The ability to manipulate the CG01 delivery vector is key to the product’s therapeutic potential, remarks Martin Linhult, PhD, director of chemistry, manufacturing, and control at CombiGene. He explains that for CG01 to be effective against epilepsy, CG01 needs an AAV that can pass the blood-brain barrier and target a small area of the brain. Developing an AAV that can accomplish both these tasks is quite a challenge. Indeed, according to Linhult, it convinced CombiGene of the need to collaborate with experts.

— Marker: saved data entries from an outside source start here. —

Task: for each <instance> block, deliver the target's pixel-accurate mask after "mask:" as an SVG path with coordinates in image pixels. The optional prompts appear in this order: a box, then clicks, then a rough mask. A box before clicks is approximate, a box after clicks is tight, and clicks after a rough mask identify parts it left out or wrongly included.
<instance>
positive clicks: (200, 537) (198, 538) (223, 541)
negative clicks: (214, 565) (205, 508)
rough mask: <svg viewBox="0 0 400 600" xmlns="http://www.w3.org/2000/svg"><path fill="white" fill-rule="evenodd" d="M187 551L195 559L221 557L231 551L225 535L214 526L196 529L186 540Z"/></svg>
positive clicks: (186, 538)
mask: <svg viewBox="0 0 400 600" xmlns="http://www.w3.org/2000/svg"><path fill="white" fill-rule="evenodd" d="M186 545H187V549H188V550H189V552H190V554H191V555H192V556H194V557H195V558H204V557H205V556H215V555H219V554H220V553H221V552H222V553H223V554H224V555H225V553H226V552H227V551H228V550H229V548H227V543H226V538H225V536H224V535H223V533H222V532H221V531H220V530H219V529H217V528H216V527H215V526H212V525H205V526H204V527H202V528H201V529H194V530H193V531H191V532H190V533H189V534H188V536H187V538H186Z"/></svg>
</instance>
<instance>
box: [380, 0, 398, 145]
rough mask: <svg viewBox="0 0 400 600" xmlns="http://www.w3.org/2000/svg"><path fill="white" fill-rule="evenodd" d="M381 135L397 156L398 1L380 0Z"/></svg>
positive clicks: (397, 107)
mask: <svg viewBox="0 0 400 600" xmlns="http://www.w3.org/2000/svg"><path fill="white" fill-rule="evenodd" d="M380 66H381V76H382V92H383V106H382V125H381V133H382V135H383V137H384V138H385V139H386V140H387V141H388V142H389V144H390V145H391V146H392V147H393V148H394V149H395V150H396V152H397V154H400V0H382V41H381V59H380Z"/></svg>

To manufacture the vectors for CG01, CombiGene uses the standard HEK293-based platform, which is widely used in the gene therapy sector for the production of both adenovirus and AAV vectors. As the CG01 program progresses, the vector production platform is likely to be revised, Linhult predicts.

“We do have a dominating platform technology—the triple plasmid in suspension HEK293 cells,” he asserts. “However, the field is quite new, and only a few products have been approved. I think optimization could be done all through the production process.”

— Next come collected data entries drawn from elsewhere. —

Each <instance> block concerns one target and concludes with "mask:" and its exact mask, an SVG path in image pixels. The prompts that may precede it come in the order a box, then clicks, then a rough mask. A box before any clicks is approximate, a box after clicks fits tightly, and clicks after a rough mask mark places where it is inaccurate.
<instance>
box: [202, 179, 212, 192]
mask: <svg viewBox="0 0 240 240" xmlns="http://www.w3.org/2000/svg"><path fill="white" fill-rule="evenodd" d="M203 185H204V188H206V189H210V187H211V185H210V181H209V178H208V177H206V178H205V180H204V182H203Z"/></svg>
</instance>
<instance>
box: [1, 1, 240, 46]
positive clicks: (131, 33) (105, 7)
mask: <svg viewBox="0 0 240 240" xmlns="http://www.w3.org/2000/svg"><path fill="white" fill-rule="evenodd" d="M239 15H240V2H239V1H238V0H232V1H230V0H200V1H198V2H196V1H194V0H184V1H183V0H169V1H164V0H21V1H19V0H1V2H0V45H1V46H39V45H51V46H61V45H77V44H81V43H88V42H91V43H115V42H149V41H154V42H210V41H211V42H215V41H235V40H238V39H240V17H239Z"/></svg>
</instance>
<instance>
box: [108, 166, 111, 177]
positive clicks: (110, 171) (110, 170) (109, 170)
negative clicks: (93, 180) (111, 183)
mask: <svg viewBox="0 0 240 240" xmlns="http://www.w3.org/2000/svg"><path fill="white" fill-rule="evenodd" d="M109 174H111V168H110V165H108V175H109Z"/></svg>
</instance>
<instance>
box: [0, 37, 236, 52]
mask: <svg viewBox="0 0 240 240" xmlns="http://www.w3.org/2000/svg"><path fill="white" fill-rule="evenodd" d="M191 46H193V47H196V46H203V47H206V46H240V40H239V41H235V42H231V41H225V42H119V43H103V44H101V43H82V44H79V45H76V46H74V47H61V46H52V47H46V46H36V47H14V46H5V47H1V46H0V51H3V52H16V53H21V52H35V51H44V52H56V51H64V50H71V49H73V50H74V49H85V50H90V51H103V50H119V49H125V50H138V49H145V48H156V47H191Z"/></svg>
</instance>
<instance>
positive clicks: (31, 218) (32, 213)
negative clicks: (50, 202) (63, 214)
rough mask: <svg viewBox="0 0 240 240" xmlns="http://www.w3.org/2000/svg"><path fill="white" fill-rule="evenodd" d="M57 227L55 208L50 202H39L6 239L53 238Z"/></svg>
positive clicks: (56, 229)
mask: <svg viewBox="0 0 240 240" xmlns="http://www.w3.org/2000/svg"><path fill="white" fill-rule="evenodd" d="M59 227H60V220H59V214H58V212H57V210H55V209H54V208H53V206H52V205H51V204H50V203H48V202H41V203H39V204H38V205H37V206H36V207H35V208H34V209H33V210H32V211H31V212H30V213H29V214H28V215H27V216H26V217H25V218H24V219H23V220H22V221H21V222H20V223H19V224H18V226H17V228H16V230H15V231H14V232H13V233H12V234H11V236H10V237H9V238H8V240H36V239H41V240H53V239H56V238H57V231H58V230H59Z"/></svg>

Avoiding the immune response

Vector design is also helping industry overcome another major technical challenge: the immune response. “While AAV vectors are delivering a therapeutic gene, the human body’s defenses respond to the engineered viruses just as they would to natural ones—as if they were a potentially deadly threat,” explains Susan Faust, PhD, founder and CEO of NxGEN Vector Solutions. “These defenses have presented a substantial challenge to effective gene therapy: How to deliver the precious genetic cargo to cells without activating the body’s immune response?

“The design of the AAV capsid to escape neutralizing antibody binding and the removal of immunostimulatory unmethylated CpG dinucleotide motifs from the vector genome to avoid Toll-like receptor-9 signaling and immune activation are two strategies to deliver the curative genes without activating the body’s immune system, resulting in efficient transduction and durable transgene expression.”

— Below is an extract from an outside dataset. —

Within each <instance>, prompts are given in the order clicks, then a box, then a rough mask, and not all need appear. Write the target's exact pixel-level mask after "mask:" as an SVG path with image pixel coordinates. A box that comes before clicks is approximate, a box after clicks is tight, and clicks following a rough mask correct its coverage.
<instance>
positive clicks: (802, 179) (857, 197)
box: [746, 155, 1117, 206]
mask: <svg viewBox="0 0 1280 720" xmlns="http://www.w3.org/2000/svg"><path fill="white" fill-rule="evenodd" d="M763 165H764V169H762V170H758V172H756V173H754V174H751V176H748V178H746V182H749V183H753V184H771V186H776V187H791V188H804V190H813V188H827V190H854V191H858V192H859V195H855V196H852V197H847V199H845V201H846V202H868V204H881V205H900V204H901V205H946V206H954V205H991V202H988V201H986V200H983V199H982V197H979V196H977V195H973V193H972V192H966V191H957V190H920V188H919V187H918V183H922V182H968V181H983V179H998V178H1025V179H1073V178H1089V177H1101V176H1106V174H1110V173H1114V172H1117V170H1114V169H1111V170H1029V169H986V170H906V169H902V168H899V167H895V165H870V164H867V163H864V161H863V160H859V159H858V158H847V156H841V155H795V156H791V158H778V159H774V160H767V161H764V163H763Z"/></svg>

Improving transplant outcomes

At NxGEN Vector Solutions, vector design is also pivotal to another project—the use of gene therapy to increase the chances of transplant success. “Chronic rejection is a progressive disease, characterized by proliferation of fibroblasts within the graft, which promotes interstitial fibrosis as well as thickening and narrowing of the coronary vessels, a process referred to as transplant-associated vasculopathy,” Faust says. “These pathological changes result in deteriorating graft function for which there is no cure except for retransplantation, and chronic rejection will occur despite the administration of antirejection medication.”

One potential solution is “acquired tolerance,” a process through which a patient can be made selectively unresponsive to the antigens of a given graft while the remainder of the immune defense mechanisms is left intact.2

“Gene therapy was originally developed to treat diseases with a simple Mendelian pattern of inheritance, whereby patients who are missing two copies of a gene are given a new, healthy gene [to bring about] a cure,” Faust observes. “In contrast, acquired tolerance was the goal for our gene therapy platform.”

According to Faust, NxGEN Vector Solutions has already demonstrated the idea’s potential. “We have shown that gene therapy can be employed to modulate the immune system to prevent chronic rejection without the requirement for life-long antirejection medication,” she elaborates. “Chronic rejection occurs despite the administration of antirejection medications, and long-term systemic immunosuppression of patients can lead to kidney damage, diabetes, heart failure, cancer, and increased susceptibility to illness.”

 

References

1. Jackson DA, Symons RH, Berg P. Biochemical Method for Inserting New Genetic Information into DNA of Simian Virus 40: Circular SV40 DNA Molecules Containing Lambda Phage Genes and the Galactose Operon of Escherichia coli. Proc. Natl. Acad. Sci. USA 1972; 69(10): 2904–2909. DOI: 10.1073/pnas.69.10.2904.

2. Brent L. The discovery of immunologic tolerance. Hum. Immunol. 1997; 52(2): 75–81. DOI: 10.1016/S0198-8859(96)00289-3.